Access and manipulation#

let x = point.0               -- 1 (positional access)
let y = point.1               -- 2

let n = list_len xs            -- length
let v = list_nth xs 0          -- element at index
let ys = list_append xs 99     -- append element
let zs = list_concat xs ys     -- concatenate two tuples
let first3 = list_take xs 3    -- first 3 elements
let rest = list_drop xs 2      -- drop first 2 elements
let xs = list_range 0 10       -- (0, 1, 2, ..., 9)

Control flow#

If/then/else#

if n <= 1 then 1
else n * factorial (n - 1)

if is an expression and always returns a value.

Fold as iteration#

fold replaces loops. Accumulate over any tuple:

-- Sum
fold 0 (+) xs

-- Build a string
fold "" (\acc x -> str_concat acc (int_to_string x)) xs

-- Match inside fold
fold 0 (\acc item ->
  match item with
    | Ok(v) -> acc + v
    | Err(_) -> acc
) results

For simple ranges, combine with list_range:

-- Sum 1 to 100
fold 0 (+) (list_range 1 101)

Imports#

Import a file by path, relative to the importing file:

import "stdlib/option.iris" as Option
import "stdlib/result.iris" as Result

All top-level let and type declarations become available.
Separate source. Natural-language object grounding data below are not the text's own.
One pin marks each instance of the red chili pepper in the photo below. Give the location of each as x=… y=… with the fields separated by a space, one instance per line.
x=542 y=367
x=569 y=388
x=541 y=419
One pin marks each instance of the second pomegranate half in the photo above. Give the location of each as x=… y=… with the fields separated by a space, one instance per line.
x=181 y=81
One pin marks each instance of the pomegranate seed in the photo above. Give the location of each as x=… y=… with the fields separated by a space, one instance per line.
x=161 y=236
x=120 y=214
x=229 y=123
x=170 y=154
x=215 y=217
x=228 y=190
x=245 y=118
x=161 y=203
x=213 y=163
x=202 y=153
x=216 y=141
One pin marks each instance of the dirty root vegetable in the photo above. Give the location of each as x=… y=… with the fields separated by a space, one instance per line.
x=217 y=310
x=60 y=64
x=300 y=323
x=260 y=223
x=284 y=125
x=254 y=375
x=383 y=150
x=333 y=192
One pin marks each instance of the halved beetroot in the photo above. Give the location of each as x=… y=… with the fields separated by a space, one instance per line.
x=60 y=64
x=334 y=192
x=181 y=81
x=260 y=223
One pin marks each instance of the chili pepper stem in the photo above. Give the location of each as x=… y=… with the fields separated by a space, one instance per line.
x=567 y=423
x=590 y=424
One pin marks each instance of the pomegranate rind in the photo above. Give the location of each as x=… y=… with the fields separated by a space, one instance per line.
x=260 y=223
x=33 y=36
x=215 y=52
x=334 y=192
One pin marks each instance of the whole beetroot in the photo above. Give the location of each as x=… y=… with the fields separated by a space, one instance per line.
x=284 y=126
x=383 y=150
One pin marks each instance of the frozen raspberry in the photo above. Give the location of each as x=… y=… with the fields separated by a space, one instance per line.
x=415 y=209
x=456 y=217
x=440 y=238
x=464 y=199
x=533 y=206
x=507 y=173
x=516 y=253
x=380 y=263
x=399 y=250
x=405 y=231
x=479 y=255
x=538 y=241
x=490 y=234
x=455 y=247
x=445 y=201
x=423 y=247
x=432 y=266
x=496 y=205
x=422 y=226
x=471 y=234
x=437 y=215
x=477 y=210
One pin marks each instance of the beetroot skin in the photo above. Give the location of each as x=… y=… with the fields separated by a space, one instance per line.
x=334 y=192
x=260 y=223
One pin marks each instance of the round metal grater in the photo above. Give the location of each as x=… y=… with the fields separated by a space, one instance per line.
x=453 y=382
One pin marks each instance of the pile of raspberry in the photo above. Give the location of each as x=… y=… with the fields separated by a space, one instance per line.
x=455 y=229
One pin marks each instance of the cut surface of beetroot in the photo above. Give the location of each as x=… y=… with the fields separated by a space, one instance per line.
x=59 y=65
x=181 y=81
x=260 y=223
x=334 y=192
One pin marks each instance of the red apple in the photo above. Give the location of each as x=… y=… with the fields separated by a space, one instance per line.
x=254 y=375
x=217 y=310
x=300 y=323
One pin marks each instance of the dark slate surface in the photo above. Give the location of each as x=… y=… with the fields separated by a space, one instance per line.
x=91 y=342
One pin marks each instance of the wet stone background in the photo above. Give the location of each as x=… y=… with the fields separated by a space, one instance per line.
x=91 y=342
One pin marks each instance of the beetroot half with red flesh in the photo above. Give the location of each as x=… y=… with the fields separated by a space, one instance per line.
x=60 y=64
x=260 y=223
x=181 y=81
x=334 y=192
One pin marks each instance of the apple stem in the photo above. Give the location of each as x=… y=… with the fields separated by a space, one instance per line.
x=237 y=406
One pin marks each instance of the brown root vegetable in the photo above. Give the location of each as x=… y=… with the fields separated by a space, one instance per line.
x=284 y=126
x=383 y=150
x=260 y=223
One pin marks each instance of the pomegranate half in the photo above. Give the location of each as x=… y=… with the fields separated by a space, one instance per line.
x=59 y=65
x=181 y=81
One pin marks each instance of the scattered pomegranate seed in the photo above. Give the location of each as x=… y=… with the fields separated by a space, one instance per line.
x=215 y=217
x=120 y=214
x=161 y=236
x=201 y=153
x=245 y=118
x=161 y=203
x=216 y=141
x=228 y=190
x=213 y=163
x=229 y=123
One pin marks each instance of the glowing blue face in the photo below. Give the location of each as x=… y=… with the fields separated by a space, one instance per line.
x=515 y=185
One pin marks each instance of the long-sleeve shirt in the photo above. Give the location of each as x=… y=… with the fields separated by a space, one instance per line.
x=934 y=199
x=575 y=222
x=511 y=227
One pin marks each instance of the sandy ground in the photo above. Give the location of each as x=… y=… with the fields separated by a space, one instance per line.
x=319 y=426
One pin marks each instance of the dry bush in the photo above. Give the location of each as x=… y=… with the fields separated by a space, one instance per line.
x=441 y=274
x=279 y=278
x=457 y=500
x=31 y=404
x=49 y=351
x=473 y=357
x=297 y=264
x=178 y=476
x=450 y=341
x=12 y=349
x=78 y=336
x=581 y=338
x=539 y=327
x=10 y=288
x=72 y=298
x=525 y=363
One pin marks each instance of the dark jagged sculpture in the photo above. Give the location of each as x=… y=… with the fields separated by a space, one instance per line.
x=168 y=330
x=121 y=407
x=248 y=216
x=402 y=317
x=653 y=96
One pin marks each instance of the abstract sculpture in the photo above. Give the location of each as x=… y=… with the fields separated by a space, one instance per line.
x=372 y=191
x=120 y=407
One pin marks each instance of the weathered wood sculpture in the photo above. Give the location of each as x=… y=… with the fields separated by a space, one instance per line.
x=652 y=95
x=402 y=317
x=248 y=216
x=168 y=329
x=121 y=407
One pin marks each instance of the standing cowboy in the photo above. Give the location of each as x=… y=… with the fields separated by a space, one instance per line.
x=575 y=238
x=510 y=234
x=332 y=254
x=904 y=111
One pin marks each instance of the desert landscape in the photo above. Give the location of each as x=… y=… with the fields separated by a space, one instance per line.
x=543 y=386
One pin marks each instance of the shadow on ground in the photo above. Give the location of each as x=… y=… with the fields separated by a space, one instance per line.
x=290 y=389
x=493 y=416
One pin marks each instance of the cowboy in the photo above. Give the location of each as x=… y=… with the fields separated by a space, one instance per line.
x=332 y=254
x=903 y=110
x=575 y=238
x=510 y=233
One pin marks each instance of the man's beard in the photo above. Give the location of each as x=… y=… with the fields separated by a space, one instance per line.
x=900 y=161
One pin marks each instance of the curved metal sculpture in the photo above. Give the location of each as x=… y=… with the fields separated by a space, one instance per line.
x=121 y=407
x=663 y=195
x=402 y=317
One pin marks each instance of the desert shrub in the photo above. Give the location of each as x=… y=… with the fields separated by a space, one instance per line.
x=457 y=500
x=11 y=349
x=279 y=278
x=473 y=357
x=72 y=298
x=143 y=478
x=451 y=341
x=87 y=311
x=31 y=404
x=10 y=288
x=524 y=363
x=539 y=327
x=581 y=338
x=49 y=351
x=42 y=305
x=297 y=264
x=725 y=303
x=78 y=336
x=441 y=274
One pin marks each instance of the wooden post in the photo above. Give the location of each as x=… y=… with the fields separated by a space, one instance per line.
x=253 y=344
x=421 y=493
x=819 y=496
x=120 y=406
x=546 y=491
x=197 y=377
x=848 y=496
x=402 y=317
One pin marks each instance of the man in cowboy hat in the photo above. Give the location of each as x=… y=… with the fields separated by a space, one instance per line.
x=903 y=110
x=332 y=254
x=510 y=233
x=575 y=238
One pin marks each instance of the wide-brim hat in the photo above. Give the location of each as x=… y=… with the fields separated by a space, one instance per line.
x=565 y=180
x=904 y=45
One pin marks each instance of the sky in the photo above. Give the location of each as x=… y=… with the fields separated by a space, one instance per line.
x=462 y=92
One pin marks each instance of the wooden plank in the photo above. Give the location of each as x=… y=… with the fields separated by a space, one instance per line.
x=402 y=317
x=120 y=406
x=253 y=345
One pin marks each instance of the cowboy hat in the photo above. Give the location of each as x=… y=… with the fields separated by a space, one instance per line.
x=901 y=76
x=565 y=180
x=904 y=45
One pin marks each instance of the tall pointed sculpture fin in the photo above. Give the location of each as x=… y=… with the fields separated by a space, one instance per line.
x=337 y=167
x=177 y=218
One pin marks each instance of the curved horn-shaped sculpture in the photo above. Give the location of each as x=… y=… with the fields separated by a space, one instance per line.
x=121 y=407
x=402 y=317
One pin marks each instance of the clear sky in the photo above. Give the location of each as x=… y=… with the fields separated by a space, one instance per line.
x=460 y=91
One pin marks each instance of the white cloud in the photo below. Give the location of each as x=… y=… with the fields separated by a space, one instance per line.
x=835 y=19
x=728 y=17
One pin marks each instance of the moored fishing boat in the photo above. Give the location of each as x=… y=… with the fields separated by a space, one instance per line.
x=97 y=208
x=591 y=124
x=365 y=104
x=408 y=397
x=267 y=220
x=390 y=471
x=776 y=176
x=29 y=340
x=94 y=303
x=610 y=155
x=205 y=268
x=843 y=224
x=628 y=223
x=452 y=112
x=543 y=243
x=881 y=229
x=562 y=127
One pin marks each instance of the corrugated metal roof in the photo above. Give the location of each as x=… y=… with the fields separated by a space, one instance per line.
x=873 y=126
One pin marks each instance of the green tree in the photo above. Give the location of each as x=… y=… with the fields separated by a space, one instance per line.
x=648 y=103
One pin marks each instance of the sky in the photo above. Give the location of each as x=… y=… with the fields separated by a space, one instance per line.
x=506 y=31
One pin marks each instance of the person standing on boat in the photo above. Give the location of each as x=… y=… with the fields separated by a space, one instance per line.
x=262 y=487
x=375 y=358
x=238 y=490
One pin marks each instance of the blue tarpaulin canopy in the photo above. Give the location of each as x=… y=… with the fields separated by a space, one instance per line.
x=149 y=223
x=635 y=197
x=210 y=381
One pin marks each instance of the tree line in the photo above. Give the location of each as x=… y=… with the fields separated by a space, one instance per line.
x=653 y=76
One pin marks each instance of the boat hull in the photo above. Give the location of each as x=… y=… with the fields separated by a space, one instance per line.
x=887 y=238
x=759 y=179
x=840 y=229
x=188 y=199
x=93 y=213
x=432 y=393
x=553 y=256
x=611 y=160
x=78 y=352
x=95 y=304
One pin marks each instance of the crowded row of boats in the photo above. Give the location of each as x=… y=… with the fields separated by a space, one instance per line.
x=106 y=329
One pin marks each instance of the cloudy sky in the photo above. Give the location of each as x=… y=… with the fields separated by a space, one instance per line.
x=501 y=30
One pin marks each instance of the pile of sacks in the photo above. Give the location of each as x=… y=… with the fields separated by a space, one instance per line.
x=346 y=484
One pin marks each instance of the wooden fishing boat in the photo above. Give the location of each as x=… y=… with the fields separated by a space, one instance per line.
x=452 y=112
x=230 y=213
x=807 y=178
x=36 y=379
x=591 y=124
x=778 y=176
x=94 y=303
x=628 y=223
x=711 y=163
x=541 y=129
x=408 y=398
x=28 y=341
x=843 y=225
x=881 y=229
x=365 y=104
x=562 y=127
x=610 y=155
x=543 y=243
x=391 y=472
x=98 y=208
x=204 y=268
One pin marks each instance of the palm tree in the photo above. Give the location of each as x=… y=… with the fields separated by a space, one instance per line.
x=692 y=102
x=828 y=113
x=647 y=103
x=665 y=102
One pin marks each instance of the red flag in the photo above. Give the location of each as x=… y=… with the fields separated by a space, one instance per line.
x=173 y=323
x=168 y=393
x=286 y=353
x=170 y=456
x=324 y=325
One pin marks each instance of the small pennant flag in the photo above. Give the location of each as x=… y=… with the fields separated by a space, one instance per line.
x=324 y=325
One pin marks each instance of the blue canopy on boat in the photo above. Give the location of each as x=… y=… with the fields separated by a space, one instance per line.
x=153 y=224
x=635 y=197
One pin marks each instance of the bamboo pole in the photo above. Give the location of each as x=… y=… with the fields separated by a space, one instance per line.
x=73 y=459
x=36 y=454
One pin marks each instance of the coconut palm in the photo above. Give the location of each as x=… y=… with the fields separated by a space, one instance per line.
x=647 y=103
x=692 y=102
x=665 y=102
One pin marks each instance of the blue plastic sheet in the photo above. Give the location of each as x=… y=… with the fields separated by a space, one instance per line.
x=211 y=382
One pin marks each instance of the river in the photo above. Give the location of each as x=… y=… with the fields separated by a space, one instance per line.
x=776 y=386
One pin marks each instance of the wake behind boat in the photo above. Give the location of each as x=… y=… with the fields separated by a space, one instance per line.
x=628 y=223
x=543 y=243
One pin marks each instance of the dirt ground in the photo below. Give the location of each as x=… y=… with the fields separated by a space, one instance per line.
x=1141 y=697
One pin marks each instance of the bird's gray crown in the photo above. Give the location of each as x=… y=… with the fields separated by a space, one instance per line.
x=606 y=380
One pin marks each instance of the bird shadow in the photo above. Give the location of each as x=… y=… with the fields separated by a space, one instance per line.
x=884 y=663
Constructors from imported ADT types are propagated automatically:

import "stdlib/option.iris" as Option

let x = Some 42          -- constructor in scope
let v = unwrap_or x 0    -- function in scope

Circular imports are detected at compile time.

I/O#

Print#

let _ = print "hello"
let _ = debug_print value

File I/O#

let contents = file_read "data.txt"

let h = file_open "data.txt" 0      -- 0 = read-only
let bytes = file_read_bytes h 4096
let _ = file_close h

Other effects#

TCP networking, environment variables, time, threading, and JIT compilation are available as built-in effects. See the full reference.